The video below illustrates the agent failing to correct its heading, resulting in the oscillation loop:
Hockenheim.mp4
Youtube Link: https://youtu.be/1RZKaoyIHcE
The trained policy is an end-to-end PPO in F1TENTH using stable-baseline 3 for two days. The agent converged to a smooth, collision-free policy on the source track (though a bit slow).
f1tenth_evaluation.mp4
Youtube Link: https://youtu.be/7TR5dYTiEbI
Pre-Alignment: Without precise action scaling, the agent exhibited drastic, high-frequency steering oscillations immediately upon initialization.
first_migration.mp4
To enable transfer, the physical parameters, observation (LIDAR, Pos, state, etc.) and action spaces (throttle, steering) of the target simulator were manually aligned to match the source training environment.
Youtube Link: https://youtu.be/-Bidc7pVoOM
Post-Alignment: Even after aligning the observation vectors and action scalars, the policy failed to generalize.
second_migration.mp4
Youtube Link: https://youtu.be/j6FQdK1cLrM
The potential reasons are:
- The internal physics engines differ significantly (e.g., friction coefficients, tire slip models).
- The PPO policy overfitted to the specific dynamics of the F1TENTH Gym.
Training was conducted using an end-to-end PPO implementation directly in the rendered environment. Through some unsuccessful intermediate training runtimes, the current reward function is training with progress and can avoid "Zero-Throttle Convergence" problem (where the agent learns to stand still to avoid collision penalties) through:
- Smaller penalty on collision
- Modify the reset: start with throttle
- A reward for accumulated distance covered and speed (moving forward)
- Tracking the central line
The latest runtime is run for less than a week (10M steps)
This training did not converge to a smooth driving policy.
trained_for_week.mp4
Youtube Link: https://youtu.be/KQ0D8JEPjgc
The agent developed a "Pulsing" control strategy.
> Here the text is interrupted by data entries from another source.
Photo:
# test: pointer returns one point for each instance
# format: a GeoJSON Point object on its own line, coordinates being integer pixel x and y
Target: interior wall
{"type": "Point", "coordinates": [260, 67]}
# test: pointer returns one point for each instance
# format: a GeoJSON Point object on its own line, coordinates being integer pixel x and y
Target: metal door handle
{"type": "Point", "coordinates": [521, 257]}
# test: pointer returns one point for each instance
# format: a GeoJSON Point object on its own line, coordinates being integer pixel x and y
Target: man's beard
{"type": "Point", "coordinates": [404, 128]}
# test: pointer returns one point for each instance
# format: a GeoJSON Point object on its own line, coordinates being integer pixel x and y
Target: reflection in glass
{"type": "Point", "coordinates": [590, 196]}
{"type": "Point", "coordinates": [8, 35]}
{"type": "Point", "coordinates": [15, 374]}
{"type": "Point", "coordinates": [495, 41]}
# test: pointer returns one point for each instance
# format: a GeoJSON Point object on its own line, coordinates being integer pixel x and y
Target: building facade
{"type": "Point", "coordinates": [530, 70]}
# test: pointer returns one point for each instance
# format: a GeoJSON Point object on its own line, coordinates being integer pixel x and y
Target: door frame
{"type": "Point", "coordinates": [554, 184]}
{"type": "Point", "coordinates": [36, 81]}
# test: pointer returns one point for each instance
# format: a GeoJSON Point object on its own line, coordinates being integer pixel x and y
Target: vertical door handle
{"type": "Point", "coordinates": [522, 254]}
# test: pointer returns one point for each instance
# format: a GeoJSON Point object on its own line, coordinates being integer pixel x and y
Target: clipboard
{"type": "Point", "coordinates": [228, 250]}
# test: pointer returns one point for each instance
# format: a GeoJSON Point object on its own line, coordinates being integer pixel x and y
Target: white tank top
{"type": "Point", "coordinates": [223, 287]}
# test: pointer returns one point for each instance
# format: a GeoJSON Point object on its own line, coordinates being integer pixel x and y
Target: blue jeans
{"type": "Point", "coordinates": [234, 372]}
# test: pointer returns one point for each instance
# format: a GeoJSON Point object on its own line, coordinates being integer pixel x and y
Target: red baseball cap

It outputs throttle in short bursts (approx. 2 Hz frequency) and random steering when no throttle. While this strategy avoids high-speed crashes, it fails to complete a lap efficiently. The agent need more timesteps to learn for better racing strategy.
-
TCDriver Reproduction: Achieved a 30% success rate (7/23 tracks). Though this method depicts better generalizability than other methods, it still failed to validate "zero-shot generalization" and identified overfitting issues in the original baseline.
-
Sim-to-Sim Transfer: The policy transfer from high speed gym to high-fidelity rendered simulators proved infeasible due to simulation gaps.
-
End-to-End Visual Training: Direct training in rendered simulators is currently bottlenecked by simulation speed (real-time training), preventing convergence within feasible timeframes.
Based on the limitations identified above, my future research should move away from pure end-to-end RL and focus on structured learning paradigms (like TC-Driver) for faster training.
Besides, from car motion during trainning, we can notice a significant difference from PPO learning (initializing from initial state randomly) and human learning (from sense to actual input). My future work should focus on human study and building learning algotithm structure that better mimic human learning patterns in car racing.